Per Andrea Dovizioso, a 35 anni, l’annata-bivio: un contratto in scadenza e una costanza di rendimento che lo poneva tra i favoriti. Ma dopo il weekend più strano della carriera, con la vittoria in Austria dopo l’annuncio dell’addio alla Ducati, è andato quasi tutto storto. Ricerca di una squadra e difficoltà nel box ed in pista, con una dose di sfortuna che il forlivese ha avuto sempre nella carriera – ossia l’ottenere ritiri per essere coinvolto in cadute altrui. Ora l’amaro addio alla MotoGP senza aver trovato un progetto all’altezza ed un “anno sabbatico” che non è detto che rimanga tale.

Morbidelli e Bagnaia da ultime ruote del carro a piloti su cui contare

A fare da contraltare al declino dei veterani, arriva la ventata data dai giovani, già campioni del mondo ma che hanno convinto quest’anno anche in MotoGP.

Il vincitore della pattuglia italiana, per tanti motivi, è stato Franco Morbidelli. Il romano con sangue argentino, campione Moto2 nel 2017, è esploso al suo terzo anno di classe regina. Partiva ad inizio anno come ultima ruota del carro Yamaha, con un compagno di squadra dipinto come predestinato e con una moto semiufficiale (quel Fabio Quartararo che dopo 2 gare era destinato a vincere il mondiale). I numeri hanno soverchiato le gerarchie: 5 podi, 3 vittorie e 2° posto finale, con il rimpianto del ritiro ad Jerez 2 per il motore in fumo. La sintesi migliore della stagione della svolta l’ha data lui stesso a fine gara: “Ad inizio anno mi sentivo la quarta forza Yamaha, il fatto di avere una moto diversa mi ha dato rabbia che ho trasformato in lavoro con la squadra, e i risultati si sono visti”. Chapeau Franco.

Ma anche Francesco Bagnaia merita una menzione, e se dall’anno prossimo salirà di grado e prenderà una sella ufficiale Ducati un motivo ci sarà. Ha succeduto lo stesso Morbidelli alla vittoria in Moto2 (2018) e quest’anno ha mostrato a più riprese di essere stato spesso il più veloce tra i colleghi ducatisti. E questo nonostante abbia saltato tre gare per la frattura della tibia destra rimediata a Brno. La velocità c’è, la costanza arriverà: una moto ufficiale può far scattare il definitivo click.

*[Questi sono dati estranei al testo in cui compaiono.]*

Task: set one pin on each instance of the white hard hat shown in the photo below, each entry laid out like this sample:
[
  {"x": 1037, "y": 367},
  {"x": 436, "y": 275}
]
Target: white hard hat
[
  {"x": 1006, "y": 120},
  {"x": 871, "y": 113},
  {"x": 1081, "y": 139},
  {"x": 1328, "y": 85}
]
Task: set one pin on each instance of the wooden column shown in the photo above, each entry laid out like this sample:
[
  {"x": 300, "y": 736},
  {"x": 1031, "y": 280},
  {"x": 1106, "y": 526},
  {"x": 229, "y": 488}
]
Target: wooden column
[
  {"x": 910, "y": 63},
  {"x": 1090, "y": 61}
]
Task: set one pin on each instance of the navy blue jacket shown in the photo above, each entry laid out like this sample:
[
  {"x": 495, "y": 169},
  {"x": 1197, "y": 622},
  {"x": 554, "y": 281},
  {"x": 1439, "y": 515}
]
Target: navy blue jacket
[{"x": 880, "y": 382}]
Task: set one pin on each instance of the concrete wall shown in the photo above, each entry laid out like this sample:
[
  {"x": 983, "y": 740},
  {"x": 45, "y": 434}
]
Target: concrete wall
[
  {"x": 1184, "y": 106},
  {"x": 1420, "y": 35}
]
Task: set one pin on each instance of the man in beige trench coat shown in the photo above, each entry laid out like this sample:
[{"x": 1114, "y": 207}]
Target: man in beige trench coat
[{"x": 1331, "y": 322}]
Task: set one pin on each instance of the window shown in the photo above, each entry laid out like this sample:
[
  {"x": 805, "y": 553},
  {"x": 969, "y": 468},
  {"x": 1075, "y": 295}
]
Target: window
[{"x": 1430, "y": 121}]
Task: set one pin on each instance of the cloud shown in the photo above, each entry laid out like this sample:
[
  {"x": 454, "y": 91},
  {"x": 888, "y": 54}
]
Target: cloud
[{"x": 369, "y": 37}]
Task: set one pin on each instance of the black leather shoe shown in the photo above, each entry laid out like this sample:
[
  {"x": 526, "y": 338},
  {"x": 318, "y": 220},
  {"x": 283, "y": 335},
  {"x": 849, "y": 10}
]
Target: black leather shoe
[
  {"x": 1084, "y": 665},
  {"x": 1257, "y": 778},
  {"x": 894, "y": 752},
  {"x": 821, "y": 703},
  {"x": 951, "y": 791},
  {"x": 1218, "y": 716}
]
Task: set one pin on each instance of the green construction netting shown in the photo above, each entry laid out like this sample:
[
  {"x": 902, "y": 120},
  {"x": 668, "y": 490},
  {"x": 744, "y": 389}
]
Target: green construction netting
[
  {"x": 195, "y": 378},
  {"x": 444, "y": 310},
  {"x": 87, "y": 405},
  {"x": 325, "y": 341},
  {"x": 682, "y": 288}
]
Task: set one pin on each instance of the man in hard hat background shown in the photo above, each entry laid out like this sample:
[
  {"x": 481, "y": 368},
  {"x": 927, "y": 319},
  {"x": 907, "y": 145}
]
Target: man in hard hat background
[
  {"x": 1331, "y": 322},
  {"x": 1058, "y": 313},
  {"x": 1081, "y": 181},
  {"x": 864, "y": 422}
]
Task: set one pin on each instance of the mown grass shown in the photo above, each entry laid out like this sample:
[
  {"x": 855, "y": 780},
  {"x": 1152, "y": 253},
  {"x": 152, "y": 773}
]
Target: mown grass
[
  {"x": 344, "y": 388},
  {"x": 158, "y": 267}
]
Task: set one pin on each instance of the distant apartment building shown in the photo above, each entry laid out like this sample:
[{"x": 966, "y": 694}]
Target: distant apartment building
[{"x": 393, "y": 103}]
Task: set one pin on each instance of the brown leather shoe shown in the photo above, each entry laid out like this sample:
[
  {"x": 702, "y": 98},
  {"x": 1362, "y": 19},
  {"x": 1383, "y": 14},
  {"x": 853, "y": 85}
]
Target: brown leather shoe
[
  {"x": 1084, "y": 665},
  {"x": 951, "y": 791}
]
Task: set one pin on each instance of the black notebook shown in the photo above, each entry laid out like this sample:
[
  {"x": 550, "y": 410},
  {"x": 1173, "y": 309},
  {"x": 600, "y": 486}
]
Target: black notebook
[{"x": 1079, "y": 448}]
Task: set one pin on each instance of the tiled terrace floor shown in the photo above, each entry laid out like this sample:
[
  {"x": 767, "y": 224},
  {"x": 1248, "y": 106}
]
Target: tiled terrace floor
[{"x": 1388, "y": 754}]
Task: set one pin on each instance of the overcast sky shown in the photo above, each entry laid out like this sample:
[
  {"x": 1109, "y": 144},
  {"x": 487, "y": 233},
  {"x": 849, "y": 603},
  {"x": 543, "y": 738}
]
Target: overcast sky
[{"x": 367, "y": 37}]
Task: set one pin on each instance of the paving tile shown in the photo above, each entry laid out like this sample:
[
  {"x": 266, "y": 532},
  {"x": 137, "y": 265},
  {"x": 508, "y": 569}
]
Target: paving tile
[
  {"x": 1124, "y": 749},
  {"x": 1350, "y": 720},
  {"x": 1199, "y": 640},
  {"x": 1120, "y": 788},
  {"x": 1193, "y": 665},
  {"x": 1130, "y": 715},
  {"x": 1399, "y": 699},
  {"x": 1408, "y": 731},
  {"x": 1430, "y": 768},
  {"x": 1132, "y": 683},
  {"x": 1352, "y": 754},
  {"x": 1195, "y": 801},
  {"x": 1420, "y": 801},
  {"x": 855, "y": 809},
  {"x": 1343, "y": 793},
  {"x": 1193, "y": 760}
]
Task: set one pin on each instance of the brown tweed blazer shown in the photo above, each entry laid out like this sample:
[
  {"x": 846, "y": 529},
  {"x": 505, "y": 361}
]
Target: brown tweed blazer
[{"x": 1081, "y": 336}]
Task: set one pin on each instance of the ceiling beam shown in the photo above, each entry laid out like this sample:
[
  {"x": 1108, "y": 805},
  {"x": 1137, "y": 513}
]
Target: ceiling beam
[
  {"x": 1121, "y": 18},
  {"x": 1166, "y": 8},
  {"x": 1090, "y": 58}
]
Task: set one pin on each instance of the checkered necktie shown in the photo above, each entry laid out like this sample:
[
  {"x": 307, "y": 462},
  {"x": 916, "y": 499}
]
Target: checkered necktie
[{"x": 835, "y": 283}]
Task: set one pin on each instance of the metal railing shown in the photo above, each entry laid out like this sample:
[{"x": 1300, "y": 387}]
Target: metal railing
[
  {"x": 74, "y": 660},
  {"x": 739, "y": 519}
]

In Moto2 e Moto3 la giovine Italia spinge, con Rossi comunque protagonista

I vari Morbidelli e Bagnaia verranno raggiunti in MotoGP da un’altra infornata di talentuosissimi italiani, che si sono giocati il mondiale Moto2 fino all’ultimo metro. Per la terza volta negli ultimi 4 anni la classe di mezzo parla italiano: stavolta è Enea Bastianini a trionfare dopo un’annata piena di battaglie ai vertici con Luca Marini e Marco Bezzecchi. Per i primi due si aprono le porte della Top Class con la Ducati clienti, mentre in Moto2 saliranno altri prospetti come Celestino Vietti e Tony Arbolino, che si è giocato anche lui il mondiale fino all’ultima curva in Moto3.

La stragrande maggioranza, come abbiamo qualche settimana fa, arriva dall’Academy dello stesso Valentino Rossi inaugurata nel 2013: ultimamente Il Dottore ottiene più soddisfazioni fuori dalla pista rispetto a quando lui stesso è in gara. L’anno prossimo, condividendo la moto con Morbidelli, potrà aiutarlo ancora di più nella crescita tangibilissima quest’anno. L’assalto italiano al titolo MotoGP riparte da qui.